The paper’s stated motivation is polysemy: “apple” could mean the fruit or the brand. But high-dimensional embeddings can represent multiple senses simultaneously via superposition, nearly orthogonal directions in the same vector (Arora et al., 2018). The more defensible explanation is simpler: multi-head is a strictly more expressive scoring function, and the paper is literally called Deep Personalized and Semantic Retrieval. Different users typing “apple” want different things, and multi-head gives the model user-conditioned intent vectors.

DPSR achieved a +10% conversion rate gain on long-tail queries. But the gains came from the scoring function, not the negative sampling. For most teams, the scoring function is a dot product and stays that way. The lever you actually pull is which negatives the model trains on.


3. Hard Negatives

Everything so far (random, batch, mixed) produces easy negatives. Items that are obviously irrelevant. The model separates them quickly and then has nothing to learn from.

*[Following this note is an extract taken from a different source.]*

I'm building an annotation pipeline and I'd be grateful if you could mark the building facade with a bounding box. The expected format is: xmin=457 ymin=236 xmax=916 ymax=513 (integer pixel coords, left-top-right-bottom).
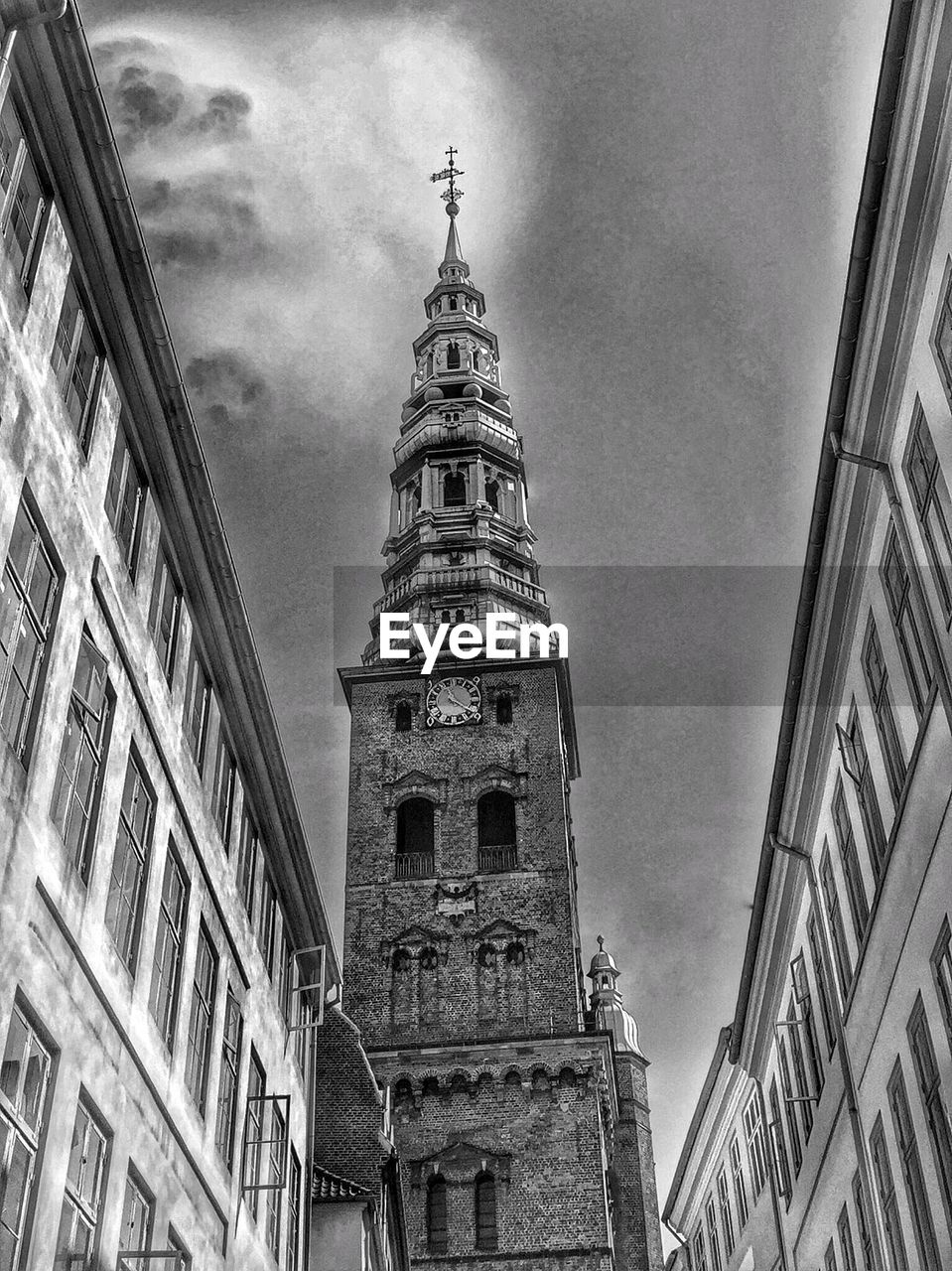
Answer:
xmin=0 ymin=4 xmax=375 ymax=1271
xmin=665 ymin=0 xmax=952 ymax=1271
xmin=340 ymin=179 xmax=661 ymax=1271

Hard negatives are items the model finds confusing: high similarity to the query but actually irrelevant. A different John Smith when you searched for your friend. A sneaker from the wrong brand that looks similar. These are the examples that force the model to learn fine-grained distinctions.

But hard negatives are dangerous. And the story of how the field learned to use them safely is the story of modern negative sampling.

Why Naive Hard Negatives Fail

The Facebook Search team (Huang et al., KDD 2020) learned this the hard way. When they trained their people search embedding model using only hard negatives (impressed but unclicked search results), they observed a 55% absolute recall drop compared to random negatives.

The paper identifies the core issue as a distribution mismatch: hard negatives are items that match the query on one or more factors, but at serving time the vast majority of candidates in the index don’t match the query at all. Training exclusively on hard cases makes the training distribution unrepresentative of the actual retrieval task.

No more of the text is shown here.